Jouer avec les concepts, c'est les préserver rigoureusement comme concepts, et en même temps les faire glisser, les pousser jusqu'au point singulier où ils perdent leur place dans l'organisation binaire du monde. D'un côté, il y a du non-conceptuel, de l'inconceptualisable, de l'irréductible au concept, même si on lui donne un nom comme : le jeu de la différance, khôra, le subjectile - ou l'animal. D'un autre côté, le simple fait d'énoncer "Il y a" présuppose le pensable. Si, par exemple, j'énonce qu'il y a du don, même si j'avance que le don est impossible, je le rends pensable. Si je propose le concept de ville-refuge, je vais plus loin, j'engage ma responsabilité. Et si j'accepte l'héritage du concept de déconstruction, c'est devant la mémoire, et aussi devant la justice.
Pour qualifier la logique qui gouverne le mouvement de ces concepts, Jacques Derrida parle d'une "graphique" - nom féminin qui, employé dans ce sens, est lui aussi un néologisme. La graphique est une logique déconstruite, celle de la restance.
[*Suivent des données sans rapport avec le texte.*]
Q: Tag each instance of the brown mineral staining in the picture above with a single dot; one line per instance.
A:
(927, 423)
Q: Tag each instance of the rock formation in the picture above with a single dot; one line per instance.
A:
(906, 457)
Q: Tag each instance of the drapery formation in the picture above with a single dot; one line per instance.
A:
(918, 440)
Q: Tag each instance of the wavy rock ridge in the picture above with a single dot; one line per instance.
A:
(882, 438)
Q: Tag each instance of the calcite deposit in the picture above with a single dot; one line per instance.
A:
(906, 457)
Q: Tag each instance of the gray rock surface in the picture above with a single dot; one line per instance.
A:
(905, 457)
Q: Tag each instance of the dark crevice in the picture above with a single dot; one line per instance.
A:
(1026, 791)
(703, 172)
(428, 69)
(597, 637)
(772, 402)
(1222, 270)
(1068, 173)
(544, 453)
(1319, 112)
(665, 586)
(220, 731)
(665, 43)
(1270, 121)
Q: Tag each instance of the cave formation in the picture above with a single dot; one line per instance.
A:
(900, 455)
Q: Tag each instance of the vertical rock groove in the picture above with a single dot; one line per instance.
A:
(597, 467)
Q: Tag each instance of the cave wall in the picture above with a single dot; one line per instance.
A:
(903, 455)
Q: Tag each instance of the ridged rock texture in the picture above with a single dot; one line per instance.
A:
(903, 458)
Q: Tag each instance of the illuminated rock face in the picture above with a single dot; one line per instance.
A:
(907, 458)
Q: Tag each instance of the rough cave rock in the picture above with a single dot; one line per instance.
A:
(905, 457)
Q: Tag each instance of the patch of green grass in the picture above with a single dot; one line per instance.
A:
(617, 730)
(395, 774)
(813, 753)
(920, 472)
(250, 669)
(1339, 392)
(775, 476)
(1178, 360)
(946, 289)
Si elle se rattache aux Lumières modernes, c'est pour ouvrir cet espace à la contamination ou la dissémination d'un autre espace - dans une zone hybride entre pensée et philosophie.

4. Autres chemins vers le concept.
  Dans ce déploiement du concept possible/impossible mais fécond, productif, performatif, prennent place (entre autres)
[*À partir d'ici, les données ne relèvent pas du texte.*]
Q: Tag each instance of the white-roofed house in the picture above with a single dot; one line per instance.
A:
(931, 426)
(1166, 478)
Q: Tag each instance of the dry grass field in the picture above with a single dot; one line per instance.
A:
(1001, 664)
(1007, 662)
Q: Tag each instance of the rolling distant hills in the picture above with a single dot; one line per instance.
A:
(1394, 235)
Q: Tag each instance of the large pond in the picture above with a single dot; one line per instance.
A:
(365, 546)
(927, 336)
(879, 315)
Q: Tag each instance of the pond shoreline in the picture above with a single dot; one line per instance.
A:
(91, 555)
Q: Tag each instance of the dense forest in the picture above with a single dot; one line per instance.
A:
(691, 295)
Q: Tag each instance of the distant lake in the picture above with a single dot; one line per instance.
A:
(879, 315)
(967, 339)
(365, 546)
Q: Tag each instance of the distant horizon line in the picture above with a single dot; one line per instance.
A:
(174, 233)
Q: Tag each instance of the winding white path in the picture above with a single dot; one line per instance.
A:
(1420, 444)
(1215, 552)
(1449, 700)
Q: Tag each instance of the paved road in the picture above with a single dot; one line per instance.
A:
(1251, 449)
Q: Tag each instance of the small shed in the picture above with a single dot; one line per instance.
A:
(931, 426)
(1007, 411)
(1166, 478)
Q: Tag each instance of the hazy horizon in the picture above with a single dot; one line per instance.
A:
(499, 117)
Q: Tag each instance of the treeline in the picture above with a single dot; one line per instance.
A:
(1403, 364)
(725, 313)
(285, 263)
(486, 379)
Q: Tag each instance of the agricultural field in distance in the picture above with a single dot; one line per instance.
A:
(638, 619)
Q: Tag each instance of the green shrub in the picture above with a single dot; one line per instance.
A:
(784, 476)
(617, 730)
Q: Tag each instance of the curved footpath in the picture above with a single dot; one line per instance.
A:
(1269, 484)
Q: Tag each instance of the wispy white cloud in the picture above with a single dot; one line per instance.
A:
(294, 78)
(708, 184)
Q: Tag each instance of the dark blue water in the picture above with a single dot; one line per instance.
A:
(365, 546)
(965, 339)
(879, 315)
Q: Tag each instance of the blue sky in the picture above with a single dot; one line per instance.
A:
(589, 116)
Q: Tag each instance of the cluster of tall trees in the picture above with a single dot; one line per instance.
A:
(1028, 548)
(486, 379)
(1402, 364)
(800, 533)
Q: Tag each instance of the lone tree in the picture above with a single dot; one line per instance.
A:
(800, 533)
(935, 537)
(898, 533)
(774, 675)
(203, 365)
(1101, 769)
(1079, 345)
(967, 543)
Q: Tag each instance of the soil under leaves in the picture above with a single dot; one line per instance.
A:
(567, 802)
- le concept sans concept, sur le modèle de la beauté chez Kant,
- le non-concept : un mot intraduisible, qui n'a pas de contenu sémantique au-delà du langage,
- la désidentification du concept : le silence au coeur de la parole,
- un concept singulier, fantomatique, insaisissable quoique rigoureux, comme le punctum de Roland Barthes. De ces concepts-là, on peut toujours faire des schibboleth à la singularité chiffrée, irréductible à tout savoir.
- ou encore une forme conceptuelle inouïe, qui pense en même temps l'événement et la machine.
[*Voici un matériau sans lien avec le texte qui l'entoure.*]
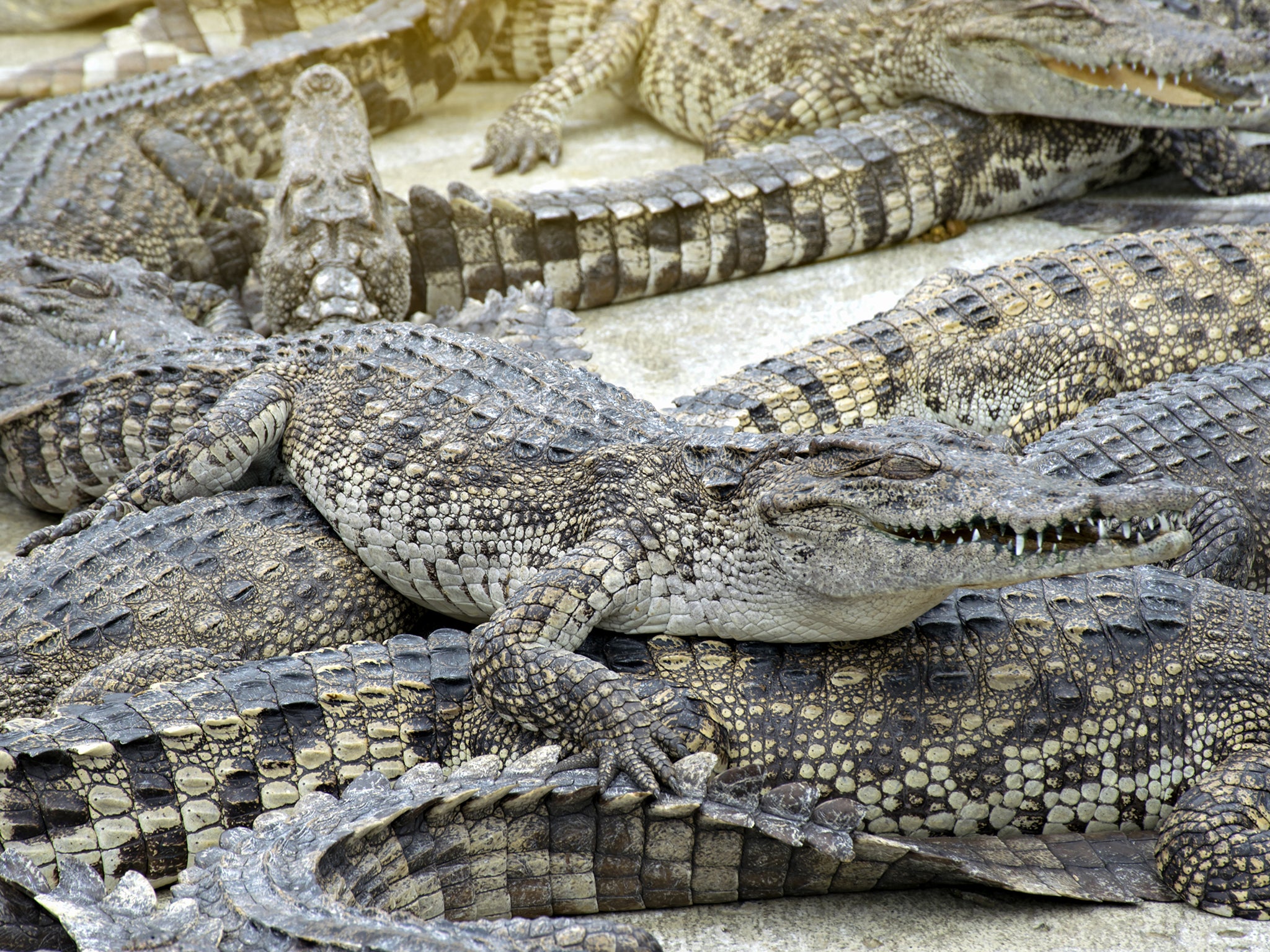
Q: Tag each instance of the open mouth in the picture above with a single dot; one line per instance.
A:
(1132, 77)
(1066, 537)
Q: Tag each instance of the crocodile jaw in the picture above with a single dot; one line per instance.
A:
(1009, 77)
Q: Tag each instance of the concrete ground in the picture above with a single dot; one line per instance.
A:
(667, 347)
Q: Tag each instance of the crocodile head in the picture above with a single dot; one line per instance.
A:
(855, 535)
(334, 253)
(58, 314)
(1116, 61)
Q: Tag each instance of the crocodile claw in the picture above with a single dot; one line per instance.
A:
(73, 523)
(630, 741)
(520, 140)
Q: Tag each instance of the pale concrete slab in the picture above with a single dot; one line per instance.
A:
(672, 346)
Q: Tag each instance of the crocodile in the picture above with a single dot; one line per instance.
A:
(66, 441)
(164, 168)
(1208, 428)
(334, 252)
(56, 314)
(1019, 347)
(1193, 296)
(155, 138)
(19, 17)
(211, 580)
(445, 461)
(734, 74)
(1110, 702)
(535, 838)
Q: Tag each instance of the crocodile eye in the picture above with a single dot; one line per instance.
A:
(901, 466)
(82, 286)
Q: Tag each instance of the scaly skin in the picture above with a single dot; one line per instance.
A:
(55, 315)
(1209, 430)
(169, 593)
(747, 537)
(873, 183)
(1204, 430)
(1019, 347)
(737, 74)
(19, 17)
(527, 840)
(1075, 705)
(1201, 291)
(161, 168)
(68, 441)
(761, 71)
(334, 253)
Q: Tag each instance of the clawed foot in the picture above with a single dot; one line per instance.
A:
(518, 140)
(633, 742)
(73, 523)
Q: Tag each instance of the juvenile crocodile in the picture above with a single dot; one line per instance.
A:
(169, 593)
(1019, 347)
(892, 177)
(871, 183)
(66, 441)
(451, 465)
(161, 168)
(55, 315)
(534, 840)
(1106, 702)
(334, 252)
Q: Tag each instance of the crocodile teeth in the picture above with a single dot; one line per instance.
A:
(1133, 77)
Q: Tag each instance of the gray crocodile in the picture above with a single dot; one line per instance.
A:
(536, 839)
(169, 593)
(1021, 346)
(334, 253)
(1109, 702)
(163, 168)
(1207, 430)
(445, 461)
(1059, 330)
(906, 182)
(55, 314)
(1210, 430)
(756, 73)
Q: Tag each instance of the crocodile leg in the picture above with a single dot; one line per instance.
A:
(1215, 162)
(242, 432)
(525, 666)
(208, 306)
(1226, 541)
(802, 104)
(531, 127)
(1214, 847)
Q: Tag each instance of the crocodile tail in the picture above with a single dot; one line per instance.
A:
(877, 182)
De simples mots de la langue, comme le clin d'oeil, ou des néologismes, peuvent opérer comme concepts; mais inversement des mots qui ressemblent à des concepts n'en sont pas.

5. La dissolution d'aujourd'hui.
  Il n'y a plus de frontières stables et déterminées. Avec la dislocation des limites territoriales ou politiques vient celle des concepts. Quand on ne sait plus qui est l'ami ou l'ennemi, ce qui est légal ou illégal, où commencent le public et le privé, alors il n'y a plus de fondement. Dans ce chaos, ce fond sans fond, au lieu des concepts vient une bouche béante, sans voix.

6. Le concept-archive, peut-être.
  Si le concept de concept est si difficile à conceptualiser, c'est parce qu'il se forme comme une archive. D'une part, il/elle doit être conservée, consignée, refoulée, réprimée (il/elle met en oeuvre la pulsion de mort), et d'autre part, il/elle doit ouvrir sur l'avenir. Les deux sont liés. Pour laisser venir le nouveau, laisser se former le concept, il faut une part d'impensé, d'inadéquation. Tout concept est un concept du "peut-être".
  Freud, qui restait attaché à la science tout en inaugurant une science de l'archive d'un tout autre type, a dû former des concepts fendus, divisés, contradictoires. Il a laissé sa marque sur le concept - qui ne s'en remettra peut-être pas.